O como le ocurre en los solares, que al preceder la entrada del patio vecinal, a su interior, se vuelve un atisbo curioso del mundo exterior. A modo de abanico casi siempre y colocado en la parte superior de las puertas, los solares se vuelven estilísticamente amistosos al transmitir con ellos una especie de saludo de bienvenida. Al margen de que los vitrales filtran la luz, su presencia circunvalada y en cuatro paños, y a veces en cinco, complementan de manera perfecta el rectángulo de las puertas.

Pero todavía en cualquier lugar del país, las mamparas, esas molduras que separan una estancia de otra, hablan de la amistad entre la madera blanca y el cristal coloreado. Se han quedado en las casas de padres a hijos, como una herencia bien cuidada, venerada pudiera decirse sin temor a equívocos.

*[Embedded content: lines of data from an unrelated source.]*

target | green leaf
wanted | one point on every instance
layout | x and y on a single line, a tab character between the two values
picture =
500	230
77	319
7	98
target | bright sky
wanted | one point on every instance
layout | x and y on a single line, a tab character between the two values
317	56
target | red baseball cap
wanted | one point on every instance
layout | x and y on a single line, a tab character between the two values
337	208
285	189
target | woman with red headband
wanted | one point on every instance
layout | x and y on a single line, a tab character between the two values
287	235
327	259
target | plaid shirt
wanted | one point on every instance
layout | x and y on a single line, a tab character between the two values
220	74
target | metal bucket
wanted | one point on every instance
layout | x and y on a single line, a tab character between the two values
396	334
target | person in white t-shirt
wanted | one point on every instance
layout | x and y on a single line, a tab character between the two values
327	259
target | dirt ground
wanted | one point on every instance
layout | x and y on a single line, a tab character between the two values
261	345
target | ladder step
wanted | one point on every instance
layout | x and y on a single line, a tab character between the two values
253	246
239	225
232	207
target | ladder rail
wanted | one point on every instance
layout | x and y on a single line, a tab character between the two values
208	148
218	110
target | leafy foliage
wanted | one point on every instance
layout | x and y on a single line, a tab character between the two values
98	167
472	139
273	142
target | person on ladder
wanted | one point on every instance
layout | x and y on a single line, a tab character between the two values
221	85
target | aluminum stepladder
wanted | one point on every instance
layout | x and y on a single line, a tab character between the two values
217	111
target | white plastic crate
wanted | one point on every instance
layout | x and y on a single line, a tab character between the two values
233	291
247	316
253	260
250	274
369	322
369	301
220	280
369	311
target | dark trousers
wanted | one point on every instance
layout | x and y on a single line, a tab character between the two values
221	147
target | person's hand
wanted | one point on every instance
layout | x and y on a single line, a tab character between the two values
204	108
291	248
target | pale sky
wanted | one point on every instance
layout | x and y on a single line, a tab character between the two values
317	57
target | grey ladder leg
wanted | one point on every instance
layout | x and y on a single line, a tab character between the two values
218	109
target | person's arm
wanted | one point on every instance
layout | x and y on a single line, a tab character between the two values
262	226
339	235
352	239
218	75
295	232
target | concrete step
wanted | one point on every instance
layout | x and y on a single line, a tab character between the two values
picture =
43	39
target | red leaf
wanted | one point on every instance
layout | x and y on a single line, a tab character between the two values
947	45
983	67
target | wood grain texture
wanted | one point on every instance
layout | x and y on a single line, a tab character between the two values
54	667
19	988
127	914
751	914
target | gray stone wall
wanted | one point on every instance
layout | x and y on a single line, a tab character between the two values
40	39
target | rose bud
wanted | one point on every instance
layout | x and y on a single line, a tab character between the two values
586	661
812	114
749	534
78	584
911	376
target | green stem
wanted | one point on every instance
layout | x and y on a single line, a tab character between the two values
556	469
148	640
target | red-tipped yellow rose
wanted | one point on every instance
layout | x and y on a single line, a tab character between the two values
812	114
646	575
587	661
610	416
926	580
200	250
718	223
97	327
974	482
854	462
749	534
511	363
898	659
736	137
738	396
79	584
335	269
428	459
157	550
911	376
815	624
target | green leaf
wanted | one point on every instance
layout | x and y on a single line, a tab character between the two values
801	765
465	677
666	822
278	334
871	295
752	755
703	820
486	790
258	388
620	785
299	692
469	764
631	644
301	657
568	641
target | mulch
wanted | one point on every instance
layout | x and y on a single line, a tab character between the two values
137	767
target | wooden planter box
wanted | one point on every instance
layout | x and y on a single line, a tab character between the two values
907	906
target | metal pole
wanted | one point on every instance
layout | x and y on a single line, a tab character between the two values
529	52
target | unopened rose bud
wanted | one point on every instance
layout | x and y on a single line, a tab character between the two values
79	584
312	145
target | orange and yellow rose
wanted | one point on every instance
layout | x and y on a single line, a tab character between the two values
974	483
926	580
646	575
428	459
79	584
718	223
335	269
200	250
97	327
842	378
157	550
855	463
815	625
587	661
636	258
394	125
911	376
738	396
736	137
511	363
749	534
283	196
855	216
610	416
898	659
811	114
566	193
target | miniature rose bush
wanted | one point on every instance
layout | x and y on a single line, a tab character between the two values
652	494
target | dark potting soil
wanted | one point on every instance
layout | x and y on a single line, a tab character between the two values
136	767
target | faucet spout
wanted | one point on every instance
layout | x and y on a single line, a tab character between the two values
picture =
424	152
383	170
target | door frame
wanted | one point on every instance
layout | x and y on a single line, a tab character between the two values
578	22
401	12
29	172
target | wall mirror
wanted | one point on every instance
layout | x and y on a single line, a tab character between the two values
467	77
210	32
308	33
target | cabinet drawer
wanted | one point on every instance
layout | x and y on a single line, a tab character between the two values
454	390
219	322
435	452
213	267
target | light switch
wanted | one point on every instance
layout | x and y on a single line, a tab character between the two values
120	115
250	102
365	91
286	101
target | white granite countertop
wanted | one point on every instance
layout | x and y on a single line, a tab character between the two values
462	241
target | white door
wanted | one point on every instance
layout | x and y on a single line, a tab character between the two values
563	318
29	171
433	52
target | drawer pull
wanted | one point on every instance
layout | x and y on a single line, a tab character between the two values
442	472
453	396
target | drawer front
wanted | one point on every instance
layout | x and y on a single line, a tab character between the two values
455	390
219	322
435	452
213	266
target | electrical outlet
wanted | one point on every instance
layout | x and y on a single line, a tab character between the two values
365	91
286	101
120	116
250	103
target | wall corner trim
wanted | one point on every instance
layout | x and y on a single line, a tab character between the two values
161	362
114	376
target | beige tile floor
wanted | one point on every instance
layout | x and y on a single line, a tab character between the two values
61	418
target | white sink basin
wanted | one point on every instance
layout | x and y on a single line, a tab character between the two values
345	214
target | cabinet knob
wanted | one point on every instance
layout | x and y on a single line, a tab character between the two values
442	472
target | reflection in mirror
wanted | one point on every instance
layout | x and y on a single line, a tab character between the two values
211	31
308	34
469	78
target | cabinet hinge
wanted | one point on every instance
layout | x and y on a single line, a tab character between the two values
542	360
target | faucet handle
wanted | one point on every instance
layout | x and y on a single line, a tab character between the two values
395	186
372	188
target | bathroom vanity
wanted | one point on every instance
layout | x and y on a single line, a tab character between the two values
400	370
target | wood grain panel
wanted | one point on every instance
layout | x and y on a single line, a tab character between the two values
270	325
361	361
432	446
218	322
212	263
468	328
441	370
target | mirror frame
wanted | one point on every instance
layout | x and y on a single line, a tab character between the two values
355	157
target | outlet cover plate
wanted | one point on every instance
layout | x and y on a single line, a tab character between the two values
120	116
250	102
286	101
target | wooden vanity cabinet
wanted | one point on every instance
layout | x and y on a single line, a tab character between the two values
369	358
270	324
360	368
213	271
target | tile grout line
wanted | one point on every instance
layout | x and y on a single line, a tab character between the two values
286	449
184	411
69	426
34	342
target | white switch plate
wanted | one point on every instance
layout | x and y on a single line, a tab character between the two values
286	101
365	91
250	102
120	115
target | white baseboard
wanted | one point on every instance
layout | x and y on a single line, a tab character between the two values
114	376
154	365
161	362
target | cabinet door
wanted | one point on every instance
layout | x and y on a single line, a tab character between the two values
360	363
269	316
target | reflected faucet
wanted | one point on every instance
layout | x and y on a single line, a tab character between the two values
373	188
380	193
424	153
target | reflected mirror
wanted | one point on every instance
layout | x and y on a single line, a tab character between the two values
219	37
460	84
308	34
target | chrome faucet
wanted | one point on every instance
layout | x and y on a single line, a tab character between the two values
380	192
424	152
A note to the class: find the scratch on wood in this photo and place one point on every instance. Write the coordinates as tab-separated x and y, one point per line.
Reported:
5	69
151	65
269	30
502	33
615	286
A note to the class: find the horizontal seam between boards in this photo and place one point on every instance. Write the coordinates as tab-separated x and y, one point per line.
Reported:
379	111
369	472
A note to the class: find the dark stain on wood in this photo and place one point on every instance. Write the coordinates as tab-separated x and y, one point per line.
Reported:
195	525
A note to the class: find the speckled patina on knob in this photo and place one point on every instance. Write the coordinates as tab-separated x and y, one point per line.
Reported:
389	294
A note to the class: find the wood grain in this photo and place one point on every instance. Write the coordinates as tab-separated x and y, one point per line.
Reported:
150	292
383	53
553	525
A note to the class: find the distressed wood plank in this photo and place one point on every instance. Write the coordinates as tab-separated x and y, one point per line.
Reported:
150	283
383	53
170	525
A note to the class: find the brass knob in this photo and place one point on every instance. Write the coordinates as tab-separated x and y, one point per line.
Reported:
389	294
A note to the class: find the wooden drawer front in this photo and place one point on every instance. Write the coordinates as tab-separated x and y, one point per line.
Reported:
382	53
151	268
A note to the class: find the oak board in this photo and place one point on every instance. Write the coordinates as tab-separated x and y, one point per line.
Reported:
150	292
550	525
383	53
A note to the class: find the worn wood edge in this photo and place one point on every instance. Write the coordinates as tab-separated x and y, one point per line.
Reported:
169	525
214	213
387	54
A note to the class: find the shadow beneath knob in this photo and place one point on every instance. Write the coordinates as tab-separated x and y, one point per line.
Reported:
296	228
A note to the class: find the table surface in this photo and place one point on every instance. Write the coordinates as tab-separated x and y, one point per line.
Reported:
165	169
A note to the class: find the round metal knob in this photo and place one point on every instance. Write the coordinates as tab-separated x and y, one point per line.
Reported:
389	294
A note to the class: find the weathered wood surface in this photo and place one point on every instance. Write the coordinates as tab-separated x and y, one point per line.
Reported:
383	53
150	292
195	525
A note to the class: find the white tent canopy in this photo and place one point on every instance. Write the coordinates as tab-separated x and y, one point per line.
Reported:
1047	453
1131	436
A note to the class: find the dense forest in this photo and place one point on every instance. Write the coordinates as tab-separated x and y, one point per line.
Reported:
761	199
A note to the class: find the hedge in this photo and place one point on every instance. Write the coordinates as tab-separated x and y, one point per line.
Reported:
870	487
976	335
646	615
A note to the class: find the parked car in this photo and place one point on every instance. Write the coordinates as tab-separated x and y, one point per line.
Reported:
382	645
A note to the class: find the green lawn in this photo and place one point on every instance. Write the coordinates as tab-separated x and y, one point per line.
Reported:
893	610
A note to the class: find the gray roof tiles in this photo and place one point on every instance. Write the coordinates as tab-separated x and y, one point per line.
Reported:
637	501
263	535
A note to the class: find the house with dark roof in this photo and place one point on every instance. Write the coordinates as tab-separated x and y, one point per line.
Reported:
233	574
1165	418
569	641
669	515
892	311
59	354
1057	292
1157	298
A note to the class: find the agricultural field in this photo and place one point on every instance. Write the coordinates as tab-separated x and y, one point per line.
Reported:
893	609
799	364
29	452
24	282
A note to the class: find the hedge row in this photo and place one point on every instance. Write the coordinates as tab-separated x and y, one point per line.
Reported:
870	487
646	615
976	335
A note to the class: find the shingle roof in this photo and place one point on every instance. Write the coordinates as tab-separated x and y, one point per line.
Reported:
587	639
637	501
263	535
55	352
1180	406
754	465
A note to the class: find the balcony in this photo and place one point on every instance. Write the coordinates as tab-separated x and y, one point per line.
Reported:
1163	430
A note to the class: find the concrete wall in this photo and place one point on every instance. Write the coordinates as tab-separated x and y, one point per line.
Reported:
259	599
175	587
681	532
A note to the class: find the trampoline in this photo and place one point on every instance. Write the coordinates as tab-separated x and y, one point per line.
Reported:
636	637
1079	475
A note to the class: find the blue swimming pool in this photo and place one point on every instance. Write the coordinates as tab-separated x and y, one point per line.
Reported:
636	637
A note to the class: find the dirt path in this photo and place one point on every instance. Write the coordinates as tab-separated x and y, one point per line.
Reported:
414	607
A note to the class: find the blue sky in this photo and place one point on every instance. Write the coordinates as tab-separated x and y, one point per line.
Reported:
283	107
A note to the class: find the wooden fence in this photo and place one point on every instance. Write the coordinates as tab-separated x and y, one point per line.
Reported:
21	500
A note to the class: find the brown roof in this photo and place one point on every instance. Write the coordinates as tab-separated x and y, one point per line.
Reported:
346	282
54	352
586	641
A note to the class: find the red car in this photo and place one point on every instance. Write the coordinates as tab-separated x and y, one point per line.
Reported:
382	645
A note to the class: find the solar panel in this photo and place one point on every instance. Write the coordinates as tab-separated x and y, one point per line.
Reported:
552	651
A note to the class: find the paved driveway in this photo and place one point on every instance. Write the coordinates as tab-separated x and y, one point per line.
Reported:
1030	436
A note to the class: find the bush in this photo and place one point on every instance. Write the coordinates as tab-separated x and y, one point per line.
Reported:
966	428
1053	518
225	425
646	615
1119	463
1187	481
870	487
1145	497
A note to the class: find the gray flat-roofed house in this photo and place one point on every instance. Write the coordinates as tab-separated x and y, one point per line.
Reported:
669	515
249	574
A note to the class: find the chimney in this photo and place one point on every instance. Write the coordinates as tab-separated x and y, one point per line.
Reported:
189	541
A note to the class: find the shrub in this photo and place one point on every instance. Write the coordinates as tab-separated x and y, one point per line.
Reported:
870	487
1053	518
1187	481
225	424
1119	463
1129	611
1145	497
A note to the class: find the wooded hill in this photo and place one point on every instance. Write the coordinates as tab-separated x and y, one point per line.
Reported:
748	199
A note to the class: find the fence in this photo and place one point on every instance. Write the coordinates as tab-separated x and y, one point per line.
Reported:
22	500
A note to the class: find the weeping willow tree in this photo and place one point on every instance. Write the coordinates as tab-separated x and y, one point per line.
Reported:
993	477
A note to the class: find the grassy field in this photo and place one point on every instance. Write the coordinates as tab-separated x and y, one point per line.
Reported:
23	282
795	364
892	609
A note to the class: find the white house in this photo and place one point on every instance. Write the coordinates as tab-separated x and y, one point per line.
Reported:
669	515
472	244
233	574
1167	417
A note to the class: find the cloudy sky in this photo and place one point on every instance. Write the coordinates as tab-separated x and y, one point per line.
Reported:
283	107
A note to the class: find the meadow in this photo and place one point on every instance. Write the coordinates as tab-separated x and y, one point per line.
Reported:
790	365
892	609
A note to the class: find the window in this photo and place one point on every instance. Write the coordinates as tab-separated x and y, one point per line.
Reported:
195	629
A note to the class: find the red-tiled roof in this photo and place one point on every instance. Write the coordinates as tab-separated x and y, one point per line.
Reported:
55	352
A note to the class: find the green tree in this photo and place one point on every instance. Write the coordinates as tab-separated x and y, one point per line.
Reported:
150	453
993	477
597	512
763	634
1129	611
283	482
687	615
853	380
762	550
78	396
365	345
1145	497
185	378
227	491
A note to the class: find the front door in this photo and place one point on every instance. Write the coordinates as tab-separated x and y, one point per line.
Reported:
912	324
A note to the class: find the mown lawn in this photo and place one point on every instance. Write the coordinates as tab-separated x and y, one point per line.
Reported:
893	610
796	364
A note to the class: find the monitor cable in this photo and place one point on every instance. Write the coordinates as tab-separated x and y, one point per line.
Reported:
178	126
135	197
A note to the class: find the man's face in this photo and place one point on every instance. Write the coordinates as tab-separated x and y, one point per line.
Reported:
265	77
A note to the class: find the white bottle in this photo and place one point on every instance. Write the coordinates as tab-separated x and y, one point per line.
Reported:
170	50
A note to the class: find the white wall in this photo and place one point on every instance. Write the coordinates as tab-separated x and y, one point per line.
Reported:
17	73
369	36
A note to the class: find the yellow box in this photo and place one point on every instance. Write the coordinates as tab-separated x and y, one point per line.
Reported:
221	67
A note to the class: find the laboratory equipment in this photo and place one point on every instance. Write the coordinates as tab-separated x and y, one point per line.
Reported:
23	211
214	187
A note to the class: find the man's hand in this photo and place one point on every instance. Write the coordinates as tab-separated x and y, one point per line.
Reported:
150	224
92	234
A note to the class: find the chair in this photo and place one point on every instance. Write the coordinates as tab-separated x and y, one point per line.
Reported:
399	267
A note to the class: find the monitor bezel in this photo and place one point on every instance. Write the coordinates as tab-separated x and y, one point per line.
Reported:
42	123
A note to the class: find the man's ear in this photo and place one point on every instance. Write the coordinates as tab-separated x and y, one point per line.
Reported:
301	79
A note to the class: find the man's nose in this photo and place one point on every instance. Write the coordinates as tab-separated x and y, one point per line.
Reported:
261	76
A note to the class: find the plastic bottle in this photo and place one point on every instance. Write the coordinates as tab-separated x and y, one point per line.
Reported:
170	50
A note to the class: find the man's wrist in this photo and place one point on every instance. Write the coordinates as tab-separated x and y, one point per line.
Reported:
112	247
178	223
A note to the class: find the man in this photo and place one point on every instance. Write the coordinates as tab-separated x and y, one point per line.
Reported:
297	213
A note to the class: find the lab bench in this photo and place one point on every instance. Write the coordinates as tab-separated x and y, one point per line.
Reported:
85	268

Hay sin embargo, un hecho curioso que se da en las reproducciones modernas de los artesanos cubanos del vidrio, pues las técnicas han variado un poco, por lo que es muy común observar la sustitución del pintado por el nevado. Este se emplea entonces como piezas de rompecabezas de las formas más caprichosas que al juntarlas propician el nacimiento de mariposas, lirios, rosas y la emblemática ave nacional, el tocororo.

También al recuperarse muchos espacios arquitectónicos significativos del Centro Histórico de la Habana Vieja, la vitralera profesional de esa zona, Rosa María de la Terga, consciente del valor estético de su trabajo ha colocado en distintos puntos de la ciudad verdaderas joyas tintineantes. Esto es posible constatarlo en el Hostal del Fraile, donde el blanco y el violeta desafían en triángulos las cuadradas formas del verde o a los círculos rojos, o en la Casa del Perfume, porque la vista se aturde un poco con tantas cenefas vidriadas que caen a los lados desde el techo.

De este conjunto de comentarios es posible por ende afirmar que los vitrales se han mezclado entre nosotros con modernidad. Lo han hecho con porte y sin que pareciera una blasfemia; el sol los respalda favoreciéndoles con su brillo y danza.